Moreover, says Powell, “some literature also suggests that paying people to do things undermines autonomy. People, when they make long-lasting behavior changes, tend to do it because they really want to, not because somebody’s paying them to.”

Employers appear committed to the continued use of incentives, however, with the NBGH/Fidelity research finding that 93% of companies indicated they plan to expand or maintain funding for their wellness-based incentive program over the next three to five years. And 44% said they plan to maintain or increase their investment in wellness programs, even if their company were to move away from direct involvement in employer-sponsored health coverage.

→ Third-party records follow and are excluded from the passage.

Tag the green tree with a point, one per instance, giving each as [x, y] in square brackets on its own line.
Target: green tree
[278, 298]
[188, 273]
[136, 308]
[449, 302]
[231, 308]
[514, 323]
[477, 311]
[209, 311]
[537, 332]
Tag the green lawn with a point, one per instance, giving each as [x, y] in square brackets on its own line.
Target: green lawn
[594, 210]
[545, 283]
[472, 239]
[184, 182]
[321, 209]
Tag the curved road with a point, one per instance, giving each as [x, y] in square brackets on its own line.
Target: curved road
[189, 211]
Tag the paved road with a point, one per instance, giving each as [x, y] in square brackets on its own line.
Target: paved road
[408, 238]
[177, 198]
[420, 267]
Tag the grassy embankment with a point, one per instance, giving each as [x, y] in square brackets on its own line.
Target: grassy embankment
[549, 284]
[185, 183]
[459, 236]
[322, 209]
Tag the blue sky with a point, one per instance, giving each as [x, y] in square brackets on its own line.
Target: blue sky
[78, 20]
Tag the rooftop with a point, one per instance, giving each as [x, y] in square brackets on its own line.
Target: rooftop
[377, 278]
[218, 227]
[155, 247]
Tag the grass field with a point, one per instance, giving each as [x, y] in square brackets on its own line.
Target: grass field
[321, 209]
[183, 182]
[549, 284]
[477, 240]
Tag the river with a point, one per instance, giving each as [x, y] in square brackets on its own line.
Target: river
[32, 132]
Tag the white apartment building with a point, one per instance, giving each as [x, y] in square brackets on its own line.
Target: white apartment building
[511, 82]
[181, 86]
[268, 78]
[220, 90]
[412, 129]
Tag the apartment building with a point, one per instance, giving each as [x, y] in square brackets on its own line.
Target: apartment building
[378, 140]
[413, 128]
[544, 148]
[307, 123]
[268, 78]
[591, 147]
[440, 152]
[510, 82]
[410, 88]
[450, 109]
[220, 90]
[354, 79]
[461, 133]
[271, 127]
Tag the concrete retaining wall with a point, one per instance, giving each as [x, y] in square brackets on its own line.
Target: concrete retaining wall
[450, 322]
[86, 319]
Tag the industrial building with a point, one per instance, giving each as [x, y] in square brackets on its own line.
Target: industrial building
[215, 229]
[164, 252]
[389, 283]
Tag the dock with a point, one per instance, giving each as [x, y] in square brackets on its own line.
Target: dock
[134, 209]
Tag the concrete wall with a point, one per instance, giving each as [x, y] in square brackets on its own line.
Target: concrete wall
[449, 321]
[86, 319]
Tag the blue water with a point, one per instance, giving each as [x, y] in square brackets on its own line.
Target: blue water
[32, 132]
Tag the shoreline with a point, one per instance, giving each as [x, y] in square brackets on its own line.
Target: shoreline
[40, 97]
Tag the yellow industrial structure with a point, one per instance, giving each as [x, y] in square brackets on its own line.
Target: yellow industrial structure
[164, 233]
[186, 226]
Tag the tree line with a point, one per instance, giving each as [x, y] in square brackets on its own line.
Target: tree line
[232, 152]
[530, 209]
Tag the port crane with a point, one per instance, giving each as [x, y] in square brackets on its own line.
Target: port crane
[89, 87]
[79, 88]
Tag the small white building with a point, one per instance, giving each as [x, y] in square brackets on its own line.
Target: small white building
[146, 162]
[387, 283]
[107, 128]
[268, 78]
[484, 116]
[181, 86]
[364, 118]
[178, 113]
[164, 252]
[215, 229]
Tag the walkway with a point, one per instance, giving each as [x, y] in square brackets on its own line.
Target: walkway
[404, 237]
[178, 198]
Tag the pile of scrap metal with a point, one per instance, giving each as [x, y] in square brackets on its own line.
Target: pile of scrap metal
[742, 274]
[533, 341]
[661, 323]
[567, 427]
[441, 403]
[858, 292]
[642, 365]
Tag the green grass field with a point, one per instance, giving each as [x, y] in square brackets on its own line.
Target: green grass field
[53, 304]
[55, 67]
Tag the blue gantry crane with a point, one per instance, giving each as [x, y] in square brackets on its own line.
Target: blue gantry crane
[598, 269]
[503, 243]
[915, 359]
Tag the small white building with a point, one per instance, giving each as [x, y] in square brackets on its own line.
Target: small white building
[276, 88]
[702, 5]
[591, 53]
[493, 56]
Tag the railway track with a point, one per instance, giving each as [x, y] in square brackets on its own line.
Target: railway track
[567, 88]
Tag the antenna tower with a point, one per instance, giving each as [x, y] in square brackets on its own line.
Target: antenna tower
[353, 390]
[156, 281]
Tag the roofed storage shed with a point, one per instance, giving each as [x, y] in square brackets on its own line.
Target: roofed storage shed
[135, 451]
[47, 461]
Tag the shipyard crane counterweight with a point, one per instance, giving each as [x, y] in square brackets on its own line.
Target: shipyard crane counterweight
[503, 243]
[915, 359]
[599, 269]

Also see: How the ACA is shaping outcomes-based wellness

Last week, the EEOC Monday filed a memorandum in Federal District Court in Minnesota asking for a temporary restraining order against Honeywell, alleging that wellness programs sponsored by Honeywell violated both the Americans with Disabilities Act and the Genetic Information Nondiscrimination Act. Kennedy says the EEOC’s actions against Honeywell were “surprising in a way we weren’t expecting.”

“We did hear from clients … more employers saw themselves in Honeywell than not, so it did raise some eyebrows,” says Kennedy. “It would be great if the EEOC issued some guidelines and we could reconcile the ADA versus GINA versus HIPAA versus the ACA. Employers don’t want to willingly violate any of those [laws] and I think they just need some regulatory help making sure their programs don’t.”